Rep. Don Bacon (R-NE) is preparing a measure to censure Rep. Ilhan Omar (D-MN) for her comments last week referring to Jewish students as either “pro-genocide or anti-genocide”; the Minnesota congresswoman made the comments while visiting Columbia University.
House Education and Workforce Committee Chair Virginia Foxx (R-NC) invited the heads of Yale, UCLA and the University of Michigan to speak at a hearing later this month focused on “Calling for Accountability: Stopping Antisemitic College Chaos.”
Meanwhile, House and Senate Republicans’ campaign arms are planning to use footage that has emerged in recent days in ads targeting vulnerable Democrats who have not condemned the protests. Among those the NRSC and NRCC plan to target: Sens. Sherrod Brown (D-OH), Tammy Baldwin (D-WI), Bob Casey (D-PA) and Jon Tester (D-MT), as well as Rep. Elissa Slotkin (D-MI), who is mounting a Senate bid in Michigan.
Education Secretary Miguel Cardona said yesterday at a Senate hearing that “what is happening on our campuses is abhorrent.”
“Hate has no place on our campuses and I’m very concerned with the reports of antisemitism,” Cardona said. He added that “unsafe, violent” protests and attacks on students are not protected by the First Amendment.
Cardona said that support for Hamas, the “from the river to the sea” slogan and calls for Jews to go back to Poland or be killed are “absolutely not” acceptable. He told lawmakers the department needs additional funding and investigators for its Office of Civil Rights to respond to the spike in incidents and investigations.
northwestern negotiations
Jewish leaders slam Northwestern agreement with anti-Israel protesters

After an anti-Israel encampment was erected at Northwestern University last week, the school’s president on Monday reached an agreement with protesters to end the encampment — acceding to several of their demands in the process, which drew strong condemnation from many in the Chicago and national Jewish communities, Jewish Insider’s Gabby Deutch reports.

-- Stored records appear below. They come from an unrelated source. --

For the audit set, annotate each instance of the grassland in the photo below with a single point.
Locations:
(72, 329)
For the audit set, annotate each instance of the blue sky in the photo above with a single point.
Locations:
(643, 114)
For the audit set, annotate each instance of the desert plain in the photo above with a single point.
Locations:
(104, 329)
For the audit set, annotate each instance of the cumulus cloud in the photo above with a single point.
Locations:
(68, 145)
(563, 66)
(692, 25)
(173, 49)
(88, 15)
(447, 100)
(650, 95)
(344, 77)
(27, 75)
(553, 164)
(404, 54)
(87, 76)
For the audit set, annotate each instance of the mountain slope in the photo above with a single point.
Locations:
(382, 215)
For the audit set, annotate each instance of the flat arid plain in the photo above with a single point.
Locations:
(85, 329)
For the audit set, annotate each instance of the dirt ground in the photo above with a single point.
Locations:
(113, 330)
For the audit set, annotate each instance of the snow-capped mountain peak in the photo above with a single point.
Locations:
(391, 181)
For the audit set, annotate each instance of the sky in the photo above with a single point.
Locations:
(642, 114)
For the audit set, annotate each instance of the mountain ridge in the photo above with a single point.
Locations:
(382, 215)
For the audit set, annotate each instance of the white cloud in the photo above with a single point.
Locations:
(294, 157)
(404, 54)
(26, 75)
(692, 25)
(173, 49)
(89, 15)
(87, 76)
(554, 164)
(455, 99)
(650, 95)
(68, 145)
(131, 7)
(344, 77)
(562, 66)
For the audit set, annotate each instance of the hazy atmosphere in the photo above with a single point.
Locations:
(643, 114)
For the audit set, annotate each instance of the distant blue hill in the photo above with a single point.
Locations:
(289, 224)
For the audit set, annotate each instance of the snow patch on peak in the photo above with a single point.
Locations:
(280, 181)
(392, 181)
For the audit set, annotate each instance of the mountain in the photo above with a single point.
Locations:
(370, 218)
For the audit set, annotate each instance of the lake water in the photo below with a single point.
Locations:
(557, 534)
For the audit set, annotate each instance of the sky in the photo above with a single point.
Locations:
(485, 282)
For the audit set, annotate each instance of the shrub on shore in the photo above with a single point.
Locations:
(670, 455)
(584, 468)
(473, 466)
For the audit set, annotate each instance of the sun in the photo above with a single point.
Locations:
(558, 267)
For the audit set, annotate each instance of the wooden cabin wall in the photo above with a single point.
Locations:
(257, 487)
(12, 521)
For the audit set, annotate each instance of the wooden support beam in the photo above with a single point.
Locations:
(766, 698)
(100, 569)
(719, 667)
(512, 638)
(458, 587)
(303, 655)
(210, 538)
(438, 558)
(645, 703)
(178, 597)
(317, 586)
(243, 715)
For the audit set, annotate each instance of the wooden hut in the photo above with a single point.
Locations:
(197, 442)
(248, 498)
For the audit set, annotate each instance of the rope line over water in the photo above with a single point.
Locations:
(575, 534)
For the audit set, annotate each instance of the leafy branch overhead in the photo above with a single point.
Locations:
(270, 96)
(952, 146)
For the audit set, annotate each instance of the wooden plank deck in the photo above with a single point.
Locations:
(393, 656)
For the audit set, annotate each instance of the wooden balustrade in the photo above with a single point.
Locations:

Message received: In a letter to university President Michael Schill, the Jewish United Fund — Chicago’s Jewish federation, which also oversees Northwestern Hillel — excoriated the administrator for embracing “those who flagrantly disrupted Northwestern academics and flouted those policies. The overwhelming majority of your Jewish students, faculty, staff, and alumni feel betrayed. They trusted an institution you lead and considered it home. You have violated that trust,” the letter said. “You certainly heard and acted generously towards those with loud, at times hateful voices. The lack of any reassuring message to our community has also been heard loud and clear.”
Resignation call: The Anti-Defamation League, StandWithUs and the Louis D. Brandeis Center for Human Rights Under Law joined together to call for Schill’s resignation after the agreement was announced. “For days, protestors openly mocked and violated Northwestern’s codes of conduct and policies by erecting an encampment in which they fanned the flames of antisemitism and wreaked havoc on the entire university community,” the groups said in a statement. “Rather than hold them accountable – as he pledged he would – President Schill gave them a seat at the table and normalized their hatred against Jewish students.”
Notes from New England: Brown University administrators reached an agreement with encampment organizers to put the issue of divesting from Israel up for a vote when its largest governing body, the Corporation, meets in October.